FSD-BEV: Foreground Self-Distillation for Multi-view 3D Object Detection

TL;DR

The paper addresses the performance gap between BEV-based multi-view 3D detectors and LiDAR-based methods by introducing Foreground Self-Distillation (FSD), which eliminates the need for pre-trained teacher models. FSD-BEV combines foreground-guided self-distillation with Frame Combination and Pseudo Point Assignment to alleviate label sparsity, plus a Multi-Scale Foreground Enhancement module to fuse foreground cues across scales. The approach yields state-of-the-art results on nuScenes, with ablations showing additive benefits from each component and favorable comparisons to cross-modal distillation. This framework enables joint teacher-student learning within a single model, improving robustness to background noise and sparse point clouds, and has practical implications for deployment where heavy teacher models are impractical.

Abstract

Although multi-view 3D object detection based on the Bird's-Eye-View (BEV) paradigm has garnered widespread attention as an economical and deployment-friendly perception solution for autonomous driving, there is still a performance gap compared to LiDAR-based methods. In recent years, several cross-modal distillation methods have been proposed to transfer beneficial information from teacher models to student models, with the aim of enhancing performance. However, these methods face challenges due to discrepancies in feature distribution originating from different data modalities and network structures, making knowledge transfer exceptionally challenging. In this paper, we propose a Foreground Self-Distillation (FSD) scheme that effectively avoids the issue of distribution discrepancies, maintaining remarkable distillation effects without the need for pre-trained teacher models or cumbersome distillation strategies. Additionally, we design two Point Cloud Intensification (PCI) strategies to compensate for the sparsity of point clouds by frame combination and pseudo point assignment. Finally, we develop a Multi-Scale Foreground Enhancement (MSFE) module to extract and fuse multi-scale foreground features by predicted elliptical Gaussian heatmap, further improving the model's performance. We integrate all the above innovations into a unified framework named FSD-BEV. Extensive experiments on the nuScenes dataset exhibit that FSD-BEV achieves state-of-the-art performance, highlighting its effectiveness. The code and models are available at: https://github.com/CocoBoom/fsd-bev.

Figures (7)

• Figure 1: Comparison of cross-modal distillation framework and our self-distillation framework. The hard labels denote the depth maps and foreground segmentation generated by LiDAR point clouds, the soft labels are those predicted by the student.
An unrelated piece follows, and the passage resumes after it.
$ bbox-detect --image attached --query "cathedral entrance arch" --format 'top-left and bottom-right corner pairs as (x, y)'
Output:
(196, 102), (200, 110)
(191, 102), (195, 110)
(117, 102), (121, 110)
The teacher branch and student branch share the same image features and thus mitigate the distribution discrepancies between the distillation targets.
• Figure 2: The overall architecture of the proposed FSD-BEV. The features enhanced by the foreground heatmap are fed into the View Transformation Module to generate the student BEV. The teacher branch generates the teacher BEV by combining hard labels with soft labels from the student branch. Subsequently, they are concatenated along the batch dimension for subsequent joint training and undergo distillation operations before entering the detection head.
• Figure 3: Details of BEV feature generation. Due to the sparse nature of the depth label, the teacher branch cannot acquire dense foreground information. To address this limitation, we use soft labels generated by the student branch to assist the teacher branch in generating denser depth maps.
• Figure 4: Overview of Point Cloud Intensification. In (a), we enhance the current frame by merging points of static objects from the adjacent frames in time. In (b), green and red points represent foreground and background points, respectively. We employ the PPA strategy to complete missing point clouds for foreground objects.
• Figure A: Comparison of performance between baseline (BEVDepth) and FSD-BEV during training. FSD-BEV is divided into student and teacher branches, and we evaluate mAP and NDS on the nuScenes $val$ set.